Saving Brain: cognitive decline in MSers 18-year follow-up

Saving Brain: is it time to shift our treatment goals in MS? #MSBlog #MSResearch

“It is about a year since I started the campaign to rebrand MS as a dementia; i.e. a preventable dementia. The reason for doing this was to make people, in particular the regulators and payers, about the hidden burden of this disease and shift the focus to preventing progressive cognitive impairment in MS. I think this campaign has been successful because it has generated debate, which is what I wanted it to do, and it coincided with the beginning of a shift in the way regulators are thinking about MS. For example, it is very reassuring to have a very effective DMT available as a first-line agent for those MSers with active disease who want maximum disease control early on the course of the disease. A year ago this position was unimaginable in Europe.”

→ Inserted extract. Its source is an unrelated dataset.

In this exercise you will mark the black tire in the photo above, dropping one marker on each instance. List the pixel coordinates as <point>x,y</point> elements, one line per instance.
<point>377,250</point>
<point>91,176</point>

“The main concern that has arisen with rebranding MS a dementia is that the community thinks it will be stigmatizing. I agree with them, but I still think we need to keep cognitive impairment high-up on the MS agenda. Cognitive impairment is the main reason why MSers have difficulty keeping their jobs earlier in the disease and it is the main driver of mental fatigue. The following study is small, but illustrates the problem of cognitive impairment in MSers. At the start of interferon-beta-1a (Avonex) therapy only 41% of MSers were cognitively impaired. However, after 18 years of follow-up on treatment that number increased to 59%. I wonder how much higher than 59% it would have been without interferon-beta-1a treatment? Interferon-beta-1a has been shown, albeit is a small sub-study, to delay the progression of cognitive impairment in MS. Data has recently emerged that cognitive impairment correlates with brain atrophy or brain volume loss. It would have been nice to see this included in this study.”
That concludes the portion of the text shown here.